Expert predicts quick release for Yates

? The Texas mother who drowned her five kids in a bathtub five years ago could soon be freed after a Houston jury decided Wednesday she wasn’t guilty of murder because she was insane at the time.

Andrea Yates wept quietly in the courtroom as the jury returned its verdict after three days of deliberation, ending the high-profile retrial.

Yates, 42, will be committed to a state mental hospital until a judge deems her well enough to be released.

But New York forensic psychiatrist Dr. Michael Welner – who interviewed Yates in May as the prosecution’s lead expert – predicted she would be released quickly because her disorder is being well managed.

“I expect she will be home soon,” said Welner.

Welner, of NYU’s School of Medicine, said he respected the jury’s “difficult decision” but disagreed with the verdict.

“There’s a tremendous amount of evidence supporting the fact that she knew what she was doing was wrong,” he said.

However, the jury of six men and six women sided with Yates’ lawyers, who argued that she suffered from severe postpartum psychosis and believed she was trying to save her children from Satan when she drowned them one by one in June 2001. The defense did not dispute that Yates drowned her kids – Noah, 7; John, 5; Paul, 3; Luke, 2; and newborn Mary.

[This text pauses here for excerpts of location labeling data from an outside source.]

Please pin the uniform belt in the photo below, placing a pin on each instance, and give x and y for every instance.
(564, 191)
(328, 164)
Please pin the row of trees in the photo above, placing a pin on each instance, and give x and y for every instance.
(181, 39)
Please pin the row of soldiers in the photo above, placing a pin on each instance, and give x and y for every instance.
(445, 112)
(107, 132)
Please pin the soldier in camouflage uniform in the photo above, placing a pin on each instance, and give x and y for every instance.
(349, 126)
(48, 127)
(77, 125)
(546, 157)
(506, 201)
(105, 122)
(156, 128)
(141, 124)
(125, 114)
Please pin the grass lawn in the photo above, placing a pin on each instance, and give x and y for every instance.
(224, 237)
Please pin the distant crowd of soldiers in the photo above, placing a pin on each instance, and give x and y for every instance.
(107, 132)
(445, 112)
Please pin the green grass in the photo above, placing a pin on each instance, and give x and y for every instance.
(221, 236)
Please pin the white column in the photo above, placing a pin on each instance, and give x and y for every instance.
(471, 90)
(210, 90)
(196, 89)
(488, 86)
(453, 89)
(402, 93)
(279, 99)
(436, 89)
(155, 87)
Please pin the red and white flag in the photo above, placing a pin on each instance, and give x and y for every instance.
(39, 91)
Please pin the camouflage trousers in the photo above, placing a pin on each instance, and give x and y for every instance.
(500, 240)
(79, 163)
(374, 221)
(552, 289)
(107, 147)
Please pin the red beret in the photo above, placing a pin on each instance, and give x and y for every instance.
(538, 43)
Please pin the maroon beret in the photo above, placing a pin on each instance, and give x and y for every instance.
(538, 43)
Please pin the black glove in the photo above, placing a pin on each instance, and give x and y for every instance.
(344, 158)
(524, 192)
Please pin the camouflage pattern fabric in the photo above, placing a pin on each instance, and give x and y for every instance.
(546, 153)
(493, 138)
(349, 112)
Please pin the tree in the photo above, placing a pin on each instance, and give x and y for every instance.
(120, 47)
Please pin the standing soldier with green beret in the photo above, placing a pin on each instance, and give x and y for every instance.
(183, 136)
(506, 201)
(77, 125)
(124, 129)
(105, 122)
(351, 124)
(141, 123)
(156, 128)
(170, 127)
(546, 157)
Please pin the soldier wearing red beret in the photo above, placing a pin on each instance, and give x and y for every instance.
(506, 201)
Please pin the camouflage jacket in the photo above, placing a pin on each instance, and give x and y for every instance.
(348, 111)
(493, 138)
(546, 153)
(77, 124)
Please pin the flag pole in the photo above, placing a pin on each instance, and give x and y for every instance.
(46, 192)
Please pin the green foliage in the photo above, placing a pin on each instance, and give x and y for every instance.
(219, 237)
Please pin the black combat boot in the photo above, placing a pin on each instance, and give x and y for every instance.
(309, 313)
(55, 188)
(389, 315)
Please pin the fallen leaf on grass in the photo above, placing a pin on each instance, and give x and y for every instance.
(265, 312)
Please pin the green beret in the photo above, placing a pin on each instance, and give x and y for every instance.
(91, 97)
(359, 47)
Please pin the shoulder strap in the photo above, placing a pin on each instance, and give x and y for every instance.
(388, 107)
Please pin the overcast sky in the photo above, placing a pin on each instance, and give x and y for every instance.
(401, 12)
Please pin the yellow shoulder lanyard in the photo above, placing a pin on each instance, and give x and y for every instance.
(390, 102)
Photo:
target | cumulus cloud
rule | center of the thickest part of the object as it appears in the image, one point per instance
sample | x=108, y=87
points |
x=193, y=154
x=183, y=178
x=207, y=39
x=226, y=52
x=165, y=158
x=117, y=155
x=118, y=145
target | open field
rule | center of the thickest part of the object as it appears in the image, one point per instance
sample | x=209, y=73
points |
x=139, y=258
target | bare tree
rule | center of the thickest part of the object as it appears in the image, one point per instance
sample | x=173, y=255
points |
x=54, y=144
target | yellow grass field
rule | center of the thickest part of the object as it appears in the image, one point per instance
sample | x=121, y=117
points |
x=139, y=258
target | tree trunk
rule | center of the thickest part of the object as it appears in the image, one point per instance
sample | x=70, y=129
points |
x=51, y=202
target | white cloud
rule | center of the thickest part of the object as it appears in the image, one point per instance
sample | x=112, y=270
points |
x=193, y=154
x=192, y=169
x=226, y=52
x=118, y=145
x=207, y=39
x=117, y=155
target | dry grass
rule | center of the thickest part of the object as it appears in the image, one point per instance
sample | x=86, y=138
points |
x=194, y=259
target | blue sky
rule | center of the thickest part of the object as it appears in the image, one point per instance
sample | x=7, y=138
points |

Juror Todd Frank said it was clear to him that Yates had psychosis before, during and after the drownings. “She needs help,” Frank told The Associated Press. “Although she’s treated, I think she’s worse than she was before. I think she’ll probably need treatment for the rest of her life.”

The children’s father, Rusty Yates, said the jury reached the right decision. “Yes, Andrea took the lives of our children. That’s the truth. But also yes, she was insane,” he said outside the courthouse. The couple divorced in 2005, and Rusty Yates has since remarried.

The jury was not allowed to read Welner’s report, compiled after he interviewed Yates and examined some 140 sources of evidence, many previously unreviewed, because the judge ruled some were hearsay.

Yates was convicted of murder in 2002, but the verdict was thrown out on appeal because of prejudicial testimony.